Legal and healthcare experts were surprised by the court's ruling because they believed the insurers had a strong argument for the risk-corridor payments. Some worried the ruling would set a precedent that the federal government has no obligation to follow through on its promises.
"It's a textbook kind of definition of bait-and-switch and has fundamental ramifications for any number of federal programs where people are promised something and it induces behavior," said Nicole Elliot, a tax attorney with law firm Holland & Knight who was formerly an executive at the U.S. Treasury and the Internal Revenue Service.
The federal appeals court's dissenting opinion by Judge Pauline Newman similarly stated that the majority's decision "undermines the reliability of dealings with the government."
In past years, many health insurers, especially the co-ops created under the ACA, shut their doors because they were saddled with sick exchange members and didn't receive the risk-corridor payments they believe they were owed to offset those members' costs.
Still, some disappointed insurers indicated they aren't giving up on their quest to secure billions in funds.
Portland, Ore.-based insurer Moda Health — one of the subjects of Thursday's ruling — said it would appeal the decision. "We continue to believe, as our trial court did, that the government's obligation to us is clearly stated in the law and we will continue to pursue our claim on appeal," Moda CEO Robert Gootee said in a statement.
The other insurer involved in the appeals court case was the shuttered Illinois co-op Land of Lincoln Health. The insurers could request a hearing in front of all 12 Federal Circuit judges or ask the Supreme Court to take the case.
Until then, the dozens of other risk-corridor cases that were generally stayed pending the outcome of the federal appeals court ruling remain in limbo.
The three Federal Circuit judges who heard the Moda and Land of Lincoln cases are Republican appointees. But the majority of the 12 judges who could hear the case en banc should the insurers' go that route are Democratic appointees.
It's unclear if that would improve insurers' chances because the case isn't a hugely political one, according to Timothy Jost, a health law scholar and ACA expert. The outcome is a big deal for insurers and their investors, but most consumers won't be affected. Many insurers had already raised premiums to account for the missing risk-corridor payments. Others, like Humana in December 2016, wrote off the funds, assuming the federal government was unlikely to make the payments.
The ACA's temporary risk-corridor program was intended to compensate health plans for providing coverage to people in the individual and small-group markets during the early years when there was a lot of uncertainty surrounding who would enroll in the exchanges. It essentially limited how much money an insurer could lose or gain on the exchanges.
But Republicans in Congress passed appropriations riders making the program budget-neutral, meaning the HHS could only make risk-corridor payments from the funds it collected from insurers as part of the program. That led to a massive shortfall.
The Federal Circuit's majority opinion acknowledged that a section of the ACA required the government to pay the full amount of risk-corridor payments, but then said Congress effectively wiped out that obligation with its appropriations riders.

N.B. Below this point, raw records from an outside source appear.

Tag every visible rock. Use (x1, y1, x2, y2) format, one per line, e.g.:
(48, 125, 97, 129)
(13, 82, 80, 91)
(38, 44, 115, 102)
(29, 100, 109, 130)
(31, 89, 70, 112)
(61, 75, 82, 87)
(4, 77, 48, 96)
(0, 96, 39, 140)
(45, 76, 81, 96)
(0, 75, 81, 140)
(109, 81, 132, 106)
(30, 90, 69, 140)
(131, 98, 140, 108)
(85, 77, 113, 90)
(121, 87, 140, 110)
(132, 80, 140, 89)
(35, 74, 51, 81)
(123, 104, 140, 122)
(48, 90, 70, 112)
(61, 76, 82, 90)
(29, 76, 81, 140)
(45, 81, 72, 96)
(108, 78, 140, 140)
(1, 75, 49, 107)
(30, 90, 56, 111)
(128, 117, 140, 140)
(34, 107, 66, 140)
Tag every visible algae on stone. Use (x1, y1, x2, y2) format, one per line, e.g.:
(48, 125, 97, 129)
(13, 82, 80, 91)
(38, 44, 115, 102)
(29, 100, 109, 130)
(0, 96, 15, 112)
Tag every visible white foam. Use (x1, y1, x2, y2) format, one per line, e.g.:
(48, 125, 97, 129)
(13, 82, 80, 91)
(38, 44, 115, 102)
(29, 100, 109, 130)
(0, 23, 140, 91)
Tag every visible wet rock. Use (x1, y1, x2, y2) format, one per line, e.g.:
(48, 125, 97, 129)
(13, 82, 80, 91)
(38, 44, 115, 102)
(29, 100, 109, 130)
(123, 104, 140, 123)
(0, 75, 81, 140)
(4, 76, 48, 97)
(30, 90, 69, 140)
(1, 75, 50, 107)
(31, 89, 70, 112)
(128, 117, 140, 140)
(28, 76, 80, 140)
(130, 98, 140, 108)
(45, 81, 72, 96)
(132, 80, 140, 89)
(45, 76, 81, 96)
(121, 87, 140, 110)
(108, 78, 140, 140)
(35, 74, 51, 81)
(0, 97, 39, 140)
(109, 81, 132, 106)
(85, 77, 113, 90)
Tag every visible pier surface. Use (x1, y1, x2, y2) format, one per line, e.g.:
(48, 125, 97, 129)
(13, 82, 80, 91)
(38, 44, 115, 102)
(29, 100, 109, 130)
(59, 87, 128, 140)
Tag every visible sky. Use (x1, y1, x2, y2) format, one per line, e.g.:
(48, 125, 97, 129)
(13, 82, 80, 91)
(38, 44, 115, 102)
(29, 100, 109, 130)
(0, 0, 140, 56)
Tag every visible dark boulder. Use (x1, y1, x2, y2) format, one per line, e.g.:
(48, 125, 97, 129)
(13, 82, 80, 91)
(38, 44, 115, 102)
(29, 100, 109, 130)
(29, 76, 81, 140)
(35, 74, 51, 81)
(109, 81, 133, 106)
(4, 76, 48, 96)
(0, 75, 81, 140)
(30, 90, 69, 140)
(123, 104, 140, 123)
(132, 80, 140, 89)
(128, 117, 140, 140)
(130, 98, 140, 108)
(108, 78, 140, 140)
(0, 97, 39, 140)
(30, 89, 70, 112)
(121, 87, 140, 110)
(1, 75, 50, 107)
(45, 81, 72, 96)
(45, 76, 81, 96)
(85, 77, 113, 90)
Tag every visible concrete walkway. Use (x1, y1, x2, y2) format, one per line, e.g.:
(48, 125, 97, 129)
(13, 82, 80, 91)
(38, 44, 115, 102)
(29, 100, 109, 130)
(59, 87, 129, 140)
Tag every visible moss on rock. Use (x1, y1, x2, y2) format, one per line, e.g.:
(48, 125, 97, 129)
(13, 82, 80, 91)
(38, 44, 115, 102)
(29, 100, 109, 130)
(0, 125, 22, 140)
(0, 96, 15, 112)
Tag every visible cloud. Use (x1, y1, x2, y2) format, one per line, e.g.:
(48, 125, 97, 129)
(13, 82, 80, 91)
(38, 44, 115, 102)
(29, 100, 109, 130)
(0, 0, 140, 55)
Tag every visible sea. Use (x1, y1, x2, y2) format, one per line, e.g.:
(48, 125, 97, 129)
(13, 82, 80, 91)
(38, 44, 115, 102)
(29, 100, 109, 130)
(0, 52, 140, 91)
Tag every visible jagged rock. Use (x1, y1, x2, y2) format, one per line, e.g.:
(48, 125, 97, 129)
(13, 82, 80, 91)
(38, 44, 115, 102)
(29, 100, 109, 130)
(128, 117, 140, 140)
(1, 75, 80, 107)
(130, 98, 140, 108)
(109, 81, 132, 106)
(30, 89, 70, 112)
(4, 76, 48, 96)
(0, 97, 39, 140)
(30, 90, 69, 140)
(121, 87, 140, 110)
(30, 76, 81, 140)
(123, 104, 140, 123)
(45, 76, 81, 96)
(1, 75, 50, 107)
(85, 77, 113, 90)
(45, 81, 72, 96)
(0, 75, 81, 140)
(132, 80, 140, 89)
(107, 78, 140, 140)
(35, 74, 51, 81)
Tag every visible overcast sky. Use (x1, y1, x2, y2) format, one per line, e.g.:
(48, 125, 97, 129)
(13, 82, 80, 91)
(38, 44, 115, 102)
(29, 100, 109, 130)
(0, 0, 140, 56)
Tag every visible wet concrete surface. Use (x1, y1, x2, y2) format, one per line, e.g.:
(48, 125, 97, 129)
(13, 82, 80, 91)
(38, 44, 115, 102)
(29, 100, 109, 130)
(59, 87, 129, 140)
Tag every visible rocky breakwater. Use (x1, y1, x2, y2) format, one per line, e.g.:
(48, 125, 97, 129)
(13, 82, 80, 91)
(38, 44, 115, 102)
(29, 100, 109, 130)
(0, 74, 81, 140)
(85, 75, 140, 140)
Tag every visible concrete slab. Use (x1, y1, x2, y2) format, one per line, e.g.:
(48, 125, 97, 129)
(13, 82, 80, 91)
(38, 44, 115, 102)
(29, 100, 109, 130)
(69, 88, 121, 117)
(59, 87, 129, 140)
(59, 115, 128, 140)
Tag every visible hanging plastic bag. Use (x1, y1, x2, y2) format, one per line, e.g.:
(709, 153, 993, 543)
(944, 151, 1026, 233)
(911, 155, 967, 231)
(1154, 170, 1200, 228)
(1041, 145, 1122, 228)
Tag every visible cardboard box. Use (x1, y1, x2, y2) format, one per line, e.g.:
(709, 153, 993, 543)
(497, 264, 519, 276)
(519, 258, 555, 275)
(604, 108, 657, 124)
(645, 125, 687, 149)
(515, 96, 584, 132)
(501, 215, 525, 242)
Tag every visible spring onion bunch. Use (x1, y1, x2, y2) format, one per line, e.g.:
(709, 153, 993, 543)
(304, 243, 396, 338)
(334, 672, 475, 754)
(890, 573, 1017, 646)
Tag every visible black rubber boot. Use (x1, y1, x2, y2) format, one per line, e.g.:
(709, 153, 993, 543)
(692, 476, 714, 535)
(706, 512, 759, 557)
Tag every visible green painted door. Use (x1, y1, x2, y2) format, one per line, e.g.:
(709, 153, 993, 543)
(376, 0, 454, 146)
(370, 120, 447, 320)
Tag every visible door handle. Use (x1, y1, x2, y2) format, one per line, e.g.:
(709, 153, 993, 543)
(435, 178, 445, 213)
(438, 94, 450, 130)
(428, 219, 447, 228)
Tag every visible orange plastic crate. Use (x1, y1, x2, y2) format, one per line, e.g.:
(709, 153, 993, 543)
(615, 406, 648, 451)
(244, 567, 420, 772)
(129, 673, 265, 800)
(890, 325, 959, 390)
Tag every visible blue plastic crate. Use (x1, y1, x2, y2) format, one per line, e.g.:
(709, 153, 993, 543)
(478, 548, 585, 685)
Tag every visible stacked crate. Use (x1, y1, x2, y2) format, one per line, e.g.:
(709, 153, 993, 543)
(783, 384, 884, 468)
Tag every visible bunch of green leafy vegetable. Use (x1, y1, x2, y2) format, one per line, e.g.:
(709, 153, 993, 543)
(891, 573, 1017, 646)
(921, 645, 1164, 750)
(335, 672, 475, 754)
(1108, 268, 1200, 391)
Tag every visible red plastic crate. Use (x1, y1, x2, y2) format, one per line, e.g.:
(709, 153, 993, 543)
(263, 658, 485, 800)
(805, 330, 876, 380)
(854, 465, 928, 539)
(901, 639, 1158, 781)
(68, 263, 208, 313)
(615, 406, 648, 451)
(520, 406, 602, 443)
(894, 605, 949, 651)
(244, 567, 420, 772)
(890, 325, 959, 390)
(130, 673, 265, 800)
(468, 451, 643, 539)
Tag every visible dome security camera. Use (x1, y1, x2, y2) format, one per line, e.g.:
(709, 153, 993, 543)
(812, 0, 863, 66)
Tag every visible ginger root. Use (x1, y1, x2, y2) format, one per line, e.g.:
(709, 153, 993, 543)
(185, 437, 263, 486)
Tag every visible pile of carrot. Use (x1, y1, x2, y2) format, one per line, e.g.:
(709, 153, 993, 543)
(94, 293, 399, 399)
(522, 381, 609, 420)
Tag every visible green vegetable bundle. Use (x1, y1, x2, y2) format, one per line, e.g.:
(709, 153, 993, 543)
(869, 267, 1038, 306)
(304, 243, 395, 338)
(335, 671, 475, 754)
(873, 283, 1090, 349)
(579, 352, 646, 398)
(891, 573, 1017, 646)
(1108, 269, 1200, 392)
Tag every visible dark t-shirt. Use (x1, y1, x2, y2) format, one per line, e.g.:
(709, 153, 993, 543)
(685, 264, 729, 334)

Judge Newman's dissenting opinion noted the federal government argued before the lower court that it had until the end of 2017 to pay Moda in full, then changed its tune and said it didn't owe the insurer anything. The appropriations riders cannot retroactively get rid of "obligations already incurred," she wrote
Jost said the first appropriations rider making the risk-corridor program budget-neutral was passed after the insurers had already sold plans on the exchanges for a year and set 2015 rates with the assumption that full risk-corridor payments would be made.
"The point did come up in oral argument, and it seemed to be an important one. That's a significant point that the dissent noted but the majority didn't," Jost said.